Sono state le squadre della protezione civile ad accorgersi delle fiamme e ad intervenire per primi nell’immediatezza dell’evento. L’intervento, che ha visto impegnato inizialmente anche diverse squadre di Calabria Verde, era riuscito a contenere il rogo e, intorno alle 2 del mattino tra sabato e domenica, le fiamme erano state domate. Neanche il tempo di tirare un sospiro di sollievo però che poche ore più tardi (intorno alle 5 del mattino, quando il sole doveva ancora sorgere) le fiamme, probabilmente  appiccate ancore dalla mano dell’uomo, hanno ripreso vigore non troppo distante  dal rogo iniziale. E poi, poche ore dopo, ancora un altro focolaio, non troppo distante dai primi due.

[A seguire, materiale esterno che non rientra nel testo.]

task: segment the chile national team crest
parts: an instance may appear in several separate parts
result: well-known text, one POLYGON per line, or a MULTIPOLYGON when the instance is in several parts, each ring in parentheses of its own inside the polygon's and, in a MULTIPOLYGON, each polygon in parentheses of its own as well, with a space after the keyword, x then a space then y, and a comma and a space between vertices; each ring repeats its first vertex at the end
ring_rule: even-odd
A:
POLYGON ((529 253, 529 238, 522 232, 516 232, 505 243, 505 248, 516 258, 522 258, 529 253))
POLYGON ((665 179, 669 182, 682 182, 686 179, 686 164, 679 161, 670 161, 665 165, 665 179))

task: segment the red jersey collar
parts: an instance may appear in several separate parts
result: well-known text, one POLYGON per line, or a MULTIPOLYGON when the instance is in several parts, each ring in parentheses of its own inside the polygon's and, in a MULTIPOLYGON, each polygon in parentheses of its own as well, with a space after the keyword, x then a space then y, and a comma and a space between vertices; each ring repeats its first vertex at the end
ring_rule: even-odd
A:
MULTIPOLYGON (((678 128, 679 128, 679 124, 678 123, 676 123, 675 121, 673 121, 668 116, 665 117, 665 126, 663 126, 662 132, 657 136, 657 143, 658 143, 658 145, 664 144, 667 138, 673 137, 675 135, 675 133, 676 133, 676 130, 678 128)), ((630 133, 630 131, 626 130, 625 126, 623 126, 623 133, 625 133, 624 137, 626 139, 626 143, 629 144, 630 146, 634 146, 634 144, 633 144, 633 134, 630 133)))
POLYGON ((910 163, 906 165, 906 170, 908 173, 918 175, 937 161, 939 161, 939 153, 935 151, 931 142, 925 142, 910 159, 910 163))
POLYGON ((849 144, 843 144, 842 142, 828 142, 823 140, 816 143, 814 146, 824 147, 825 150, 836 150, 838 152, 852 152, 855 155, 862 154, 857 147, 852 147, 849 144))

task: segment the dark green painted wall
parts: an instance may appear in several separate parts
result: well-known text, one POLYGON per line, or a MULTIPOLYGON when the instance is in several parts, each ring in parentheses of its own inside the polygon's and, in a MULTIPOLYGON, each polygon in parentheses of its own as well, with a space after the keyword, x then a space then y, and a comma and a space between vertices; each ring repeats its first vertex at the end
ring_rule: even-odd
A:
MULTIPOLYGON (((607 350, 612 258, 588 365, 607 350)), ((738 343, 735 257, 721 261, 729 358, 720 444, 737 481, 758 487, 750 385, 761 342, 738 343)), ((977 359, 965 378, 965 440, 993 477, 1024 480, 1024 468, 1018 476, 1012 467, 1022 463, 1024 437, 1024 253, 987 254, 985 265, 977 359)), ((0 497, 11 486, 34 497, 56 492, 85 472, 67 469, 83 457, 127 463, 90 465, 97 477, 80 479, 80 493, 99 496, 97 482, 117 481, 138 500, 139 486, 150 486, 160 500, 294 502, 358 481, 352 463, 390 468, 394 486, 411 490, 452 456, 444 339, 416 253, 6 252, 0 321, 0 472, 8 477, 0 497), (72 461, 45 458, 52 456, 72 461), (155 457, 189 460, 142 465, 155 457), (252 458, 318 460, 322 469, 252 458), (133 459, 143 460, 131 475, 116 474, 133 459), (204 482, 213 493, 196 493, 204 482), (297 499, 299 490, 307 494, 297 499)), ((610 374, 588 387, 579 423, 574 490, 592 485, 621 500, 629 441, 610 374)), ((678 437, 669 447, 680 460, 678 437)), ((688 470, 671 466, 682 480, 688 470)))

Uno stillicidio di distruzione e devastazione sparato in faccia alla “tolleranza zero” sbandierata dalla Regione appena una manciata di giorni fa. Aiutato dal caldo torrido e dal vento di scirocco, l’incendio ha attaccato i boschi risalendo il costone della montagna che sovrasta il santuario mariano fino ad oltre mille metri di altitudine.

Un incendio prevalentemente “radente” ma che ha attaccato anche le chiome degli alberi e che ha portato all’intervento di tre mezzi aerei che hanno operato sul posto fino al calare del sole, quando il fumo ancora era ben visibile anche da grande distanza. È stata solo la pioggia, arrivata in nottata, a spegnere definitivamente le ultime fiamme che nel loro cammino, nonostante sul posto avessero operato per ore e con coraggio diverse squadre di vigili del fuoco e di Calabria Verde, hanno danneggiato pesantemente la “via dei riggitani”, un percorso naturalistico che dal Polsi risale il costone della montagna. Sarà la ricognizione prevista per domani a stabilire l’entità dell’ennesimo disastro nel cuore più antico d’Aspromonte.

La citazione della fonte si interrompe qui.